Caught something worth thinking about with Micron lately. The stock's been an absolute beast for AI plays if you got in early, but here's what's interesting - it looks dirt cheap on paper, yet there's a catch nobody should miss.



So the valuation story first. Forward P/E sitting around 12x while the broader market trades at 21.9x. Yeah, that screams undervalued. But this is where it gets tricky. Memory chips aren't exactly revolutionary tech - they're commoditized. Micron makes them, competitors make them, not much separates them except price and availability.

Right now we're in a supply crunch. AI buildout has basically consumed all available memory chip capacity. Prices skyrocketed. Micron's costs stayed stable, so when commodity prices moon, their margins expand dramatically. That's why the stock looks so cheap - the earnings are artificially inflated by supply constraints.

Here's the problem though.

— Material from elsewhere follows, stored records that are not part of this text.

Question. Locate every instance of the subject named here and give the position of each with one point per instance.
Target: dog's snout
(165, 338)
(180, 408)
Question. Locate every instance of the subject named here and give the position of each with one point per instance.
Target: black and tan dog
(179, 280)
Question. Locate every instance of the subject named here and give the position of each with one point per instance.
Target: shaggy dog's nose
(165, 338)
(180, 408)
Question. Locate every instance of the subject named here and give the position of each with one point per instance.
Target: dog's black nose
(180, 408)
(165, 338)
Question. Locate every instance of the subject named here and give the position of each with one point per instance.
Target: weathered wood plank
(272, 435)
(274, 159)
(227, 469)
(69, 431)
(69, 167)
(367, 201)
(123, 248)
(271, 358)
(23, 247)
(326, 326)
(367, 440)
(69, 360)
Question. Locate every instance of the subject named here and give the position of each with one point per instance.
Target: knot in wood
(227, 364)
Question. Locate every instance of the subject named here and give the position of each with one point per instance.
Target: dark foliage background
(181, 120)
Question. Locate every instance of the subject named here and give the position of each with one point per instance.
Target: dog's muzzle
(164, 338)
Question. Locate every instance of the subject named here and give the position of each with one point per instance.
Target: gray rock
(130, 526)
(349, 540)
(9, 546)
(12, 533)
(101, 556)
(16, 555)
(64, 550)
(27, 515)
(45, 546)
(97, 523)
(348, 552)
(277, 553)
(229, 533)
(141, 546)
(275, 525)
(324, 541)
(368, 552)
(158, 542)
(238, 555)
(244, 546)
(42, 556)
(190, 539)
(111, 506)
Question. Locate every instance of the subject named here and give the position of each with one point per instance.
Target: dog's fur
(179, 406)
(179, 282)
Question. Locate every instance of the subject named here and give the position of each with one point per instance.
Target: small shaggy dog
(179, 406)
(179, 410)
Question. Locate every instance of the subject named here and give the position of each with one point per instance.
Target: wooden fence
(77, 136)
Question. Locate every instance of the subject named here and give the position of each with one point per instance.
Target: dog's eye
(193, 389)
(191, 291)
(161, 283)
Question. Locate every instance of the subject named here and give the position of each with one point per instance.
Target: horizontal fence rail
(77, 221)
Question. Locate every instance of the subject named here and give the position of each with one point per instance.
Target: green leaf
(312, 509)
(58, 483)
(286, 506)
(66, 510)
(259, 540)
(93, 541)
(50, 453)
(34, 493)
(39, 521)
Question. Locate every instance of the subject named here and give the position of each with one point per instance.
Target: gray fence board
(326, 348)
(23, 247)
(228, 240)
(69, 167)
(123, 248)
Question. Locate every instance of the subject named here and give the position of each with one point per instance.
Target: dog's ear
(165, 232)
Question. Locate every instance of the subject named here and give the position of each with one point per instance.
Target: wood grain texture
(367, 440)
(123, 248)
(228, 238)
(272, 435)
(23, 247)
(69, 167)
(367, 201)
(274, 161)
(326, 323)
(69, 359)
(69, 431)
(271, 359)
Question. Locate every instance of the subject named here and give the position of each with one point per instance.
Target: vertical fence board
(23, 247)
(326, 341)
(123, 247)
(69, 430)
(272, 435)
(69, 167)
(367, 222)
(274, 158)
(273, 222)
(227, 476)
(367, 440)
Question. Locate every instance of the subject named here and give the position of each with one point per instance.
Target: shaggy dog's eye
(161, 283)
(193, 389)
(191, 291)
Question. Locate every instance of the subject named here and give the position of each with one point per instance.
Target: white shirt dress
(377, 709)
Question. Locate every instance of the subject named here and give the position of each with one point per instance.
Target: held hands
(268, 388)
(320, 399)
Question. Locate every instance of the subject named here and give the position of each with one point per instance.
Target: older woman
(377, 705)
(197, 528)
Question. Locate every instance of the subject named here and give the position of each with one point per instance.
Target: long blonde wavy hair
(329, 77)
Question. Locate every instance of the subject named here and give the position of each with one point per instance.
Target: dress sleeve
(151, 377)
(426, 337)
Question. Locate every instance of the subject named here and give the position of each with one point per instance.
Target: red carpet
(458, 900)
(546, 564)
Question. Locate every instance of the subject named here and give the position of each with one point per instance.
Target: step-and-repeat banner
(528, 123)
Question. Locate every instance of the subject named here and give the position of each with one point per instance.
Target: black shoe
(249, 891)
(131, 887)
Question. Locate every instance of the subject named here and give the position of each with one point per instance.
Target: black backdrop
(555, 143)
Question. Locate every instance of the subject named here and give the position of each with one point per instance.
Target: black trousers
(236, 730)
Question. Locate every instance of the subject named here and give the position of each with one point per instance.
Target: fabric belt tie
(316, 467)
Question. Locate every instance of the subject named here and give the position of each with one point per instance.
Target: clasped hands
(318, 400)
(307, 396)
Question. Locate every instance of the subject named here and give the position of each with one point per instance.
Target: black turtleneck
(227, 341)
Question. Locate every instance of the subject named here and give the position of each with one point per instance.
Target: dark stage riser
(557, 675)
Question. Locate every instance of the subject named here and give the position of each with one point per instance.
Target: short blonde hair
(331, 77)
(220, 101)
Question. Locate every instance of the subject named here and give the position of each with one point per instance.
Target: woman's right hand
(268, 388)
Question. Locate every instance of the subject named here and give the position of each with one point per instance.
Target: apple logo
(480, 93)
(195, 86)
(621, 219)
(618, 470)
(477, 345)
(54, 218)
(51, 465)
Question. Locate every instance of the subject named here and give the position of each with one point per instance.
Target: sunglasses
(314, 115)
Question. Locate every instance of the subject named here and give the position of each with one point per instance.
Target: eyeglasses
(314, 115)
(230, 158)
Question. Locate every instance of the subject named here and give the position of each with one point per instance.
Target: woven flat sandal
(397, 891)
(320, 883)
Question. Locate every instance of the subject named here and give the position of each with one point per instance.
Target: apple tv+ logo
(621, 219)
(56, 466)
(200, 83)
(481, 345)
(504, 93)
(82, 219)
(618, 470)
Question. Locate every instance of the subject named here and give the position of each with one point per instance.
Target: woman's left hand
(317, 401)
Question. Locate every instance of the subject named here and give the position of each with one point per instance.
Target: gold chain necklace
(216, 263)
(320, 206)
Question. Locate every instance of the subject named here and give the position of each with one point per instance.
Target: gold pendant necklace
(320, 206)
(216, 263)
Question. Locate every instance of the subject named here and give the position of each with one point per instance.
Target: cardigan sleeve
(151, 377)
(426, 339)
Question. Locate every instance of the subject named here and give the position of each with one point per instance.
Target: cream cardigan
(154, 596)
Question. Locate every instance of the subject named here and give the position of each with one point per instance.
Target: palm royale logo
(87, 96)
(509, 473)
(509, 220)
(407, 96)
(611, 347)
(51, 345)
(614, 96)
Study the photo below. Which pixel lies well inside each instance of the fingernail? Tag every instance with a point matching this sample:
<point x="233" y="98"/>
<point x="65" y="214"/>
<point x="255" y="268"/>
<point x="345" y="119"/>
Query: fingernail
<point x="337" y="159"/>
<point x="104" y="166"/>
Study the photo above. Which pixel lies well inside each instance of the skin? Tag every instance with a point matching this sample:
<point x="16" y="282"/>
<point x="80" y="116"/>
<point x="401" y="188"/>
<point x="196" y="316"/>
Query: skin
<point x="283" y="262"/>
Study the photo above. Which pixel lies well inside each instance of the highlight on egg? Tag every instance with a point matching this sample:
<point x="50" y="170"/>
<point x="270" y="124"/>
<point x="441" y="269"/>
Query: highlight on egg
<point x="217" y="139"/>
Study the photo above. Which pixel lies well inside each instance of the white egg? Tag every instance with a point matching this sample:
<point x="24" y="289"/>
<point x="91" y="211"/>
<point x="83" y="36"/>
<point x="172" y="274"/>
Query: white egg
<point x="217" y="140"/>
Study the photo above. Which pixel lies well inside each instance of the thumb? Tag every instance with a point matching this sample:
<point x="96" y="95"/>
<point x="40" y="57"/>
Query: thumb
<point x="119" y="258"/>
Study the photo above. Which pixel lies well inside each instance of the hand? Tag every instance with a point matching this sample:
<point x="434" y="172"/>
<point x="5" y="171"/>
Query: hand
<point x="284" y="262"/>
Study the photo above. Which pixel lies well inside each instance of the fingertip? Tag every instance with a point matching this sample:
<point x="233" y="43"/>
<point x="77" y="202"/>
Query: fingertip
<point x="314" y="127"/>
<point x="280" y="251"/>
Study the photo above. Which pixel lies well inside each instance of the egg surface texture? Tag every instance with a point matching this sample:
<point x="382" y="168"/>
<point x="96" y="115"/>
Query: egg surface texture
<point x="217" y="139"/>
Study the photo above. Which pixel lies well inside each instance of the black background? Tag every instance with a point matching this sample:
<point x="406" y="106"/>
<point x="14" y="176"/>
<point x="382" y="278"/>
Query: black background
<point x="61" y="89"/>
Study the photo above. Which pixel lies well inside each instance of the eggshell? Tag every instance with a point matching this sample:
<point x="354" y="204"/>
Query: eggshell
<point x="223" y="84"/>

Once Micron and others expand capacity to meet demand, memory chip prices will tank. When that happens, profits compress. If demand actually falls, you've got excess capacity sitting around, and margins get destroyed. This is the cyclical nature of the business, and it's exactly why the market doesn't give it a premium valuation normally.

Does that mean ignore it? Not necessarily. If you genuinely believe this memory crunch lasts years, not quarters, then Micron could stay cheap in terms of valuation while profits remain elevated. The stock could keep running if supply stays constrained long enough.

But - and this is crucial - this isn't a buy-and-forget situation. The cycle can flip fast. One day you're looking at 250% gains, next thing you know the supply picture changes and the stock gets hammered. You need to stay on top of capacity announcements and demand signals if you're holding this one. That's the real trade-off with Micron right now.